Los kurdos seguían cavando. Un esqueleto tras otro. El número de huesos que habían desenterrado resultaba casi escalofriante. El sol se acercaba al horizonte; el ayuno del día terminaría pronto y los hombres estarían encantados de regresar a casa para el banquete, el final del ayuno del día de Ramadán.
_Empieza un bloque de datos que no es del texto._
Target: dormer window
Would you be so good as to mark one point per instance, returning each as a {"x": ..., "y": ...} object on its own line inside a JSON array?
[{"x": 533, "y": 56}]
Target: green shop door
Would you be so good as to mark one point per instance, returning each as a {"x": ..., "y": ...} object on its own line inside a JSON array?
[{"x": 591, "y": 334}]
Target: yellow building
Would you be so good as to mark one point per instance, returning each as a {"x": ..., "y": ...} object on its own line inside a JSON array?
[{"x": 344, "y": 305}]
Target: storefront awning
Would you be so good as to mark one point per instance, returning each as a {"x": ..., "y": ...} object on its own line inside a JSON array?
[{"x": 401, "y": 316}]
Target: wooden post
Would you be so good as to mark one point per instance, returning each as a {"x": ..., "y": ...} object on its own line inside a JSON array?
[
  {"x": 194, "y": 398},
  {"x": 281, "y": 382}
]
Cuando estuvo demasiado exhausto para seguir, demasiado asqueado por la blancura de los huesos y las sonrisas de las enormes calaveras, Rob se tumbó sobre la polvorienta pendiente y se limitó a mirar. Después, sacó su libro de notas y comenzó a hacer anotaciones rápidas tratando de hacer encajar las piezas de la historia. Aquél era el único modo que él conocía para resolver un rompecabezas: escribirlo; exponerlo. Y de esa forma, componer una narración. Notó cómo la luz se desvanecía mientras escribía.
Tras terminar sus notas, levantó la mirada. Christine medía los huesos y sacaba fotos de los esqueletos. Pero el día había terminado. La brisa del desierto era suave y fresca. El agua de la inundación estaba ya tan cerca que Rob podía olería en el aire. Probablemente no estaba a más de tres o cuatro kilómetros. Miró las zanjas con ojos cansados. Habían desenterrado un enorme y triste cementerio, un osario de protohumanos que yacían al lado de gigantes casi humanos. Pero el verdadero rompecabezas seguía oculto. Rob no lo había resuelto; sus notas no tenían sentido. No habían podido descubrir todavía el secreto. Y la oscuridad del desierto les decía que solamente les quedaba un día.
El corazón de Rob lloró por su hija.
48
En el camino de vuelta a Sanliurfa hablaron del documento, de la referencia al Libro de Enoc. Rob cambiaba de marcha con fuerza mientras Christine gritaba sus teorías entre el traqueteo del coche.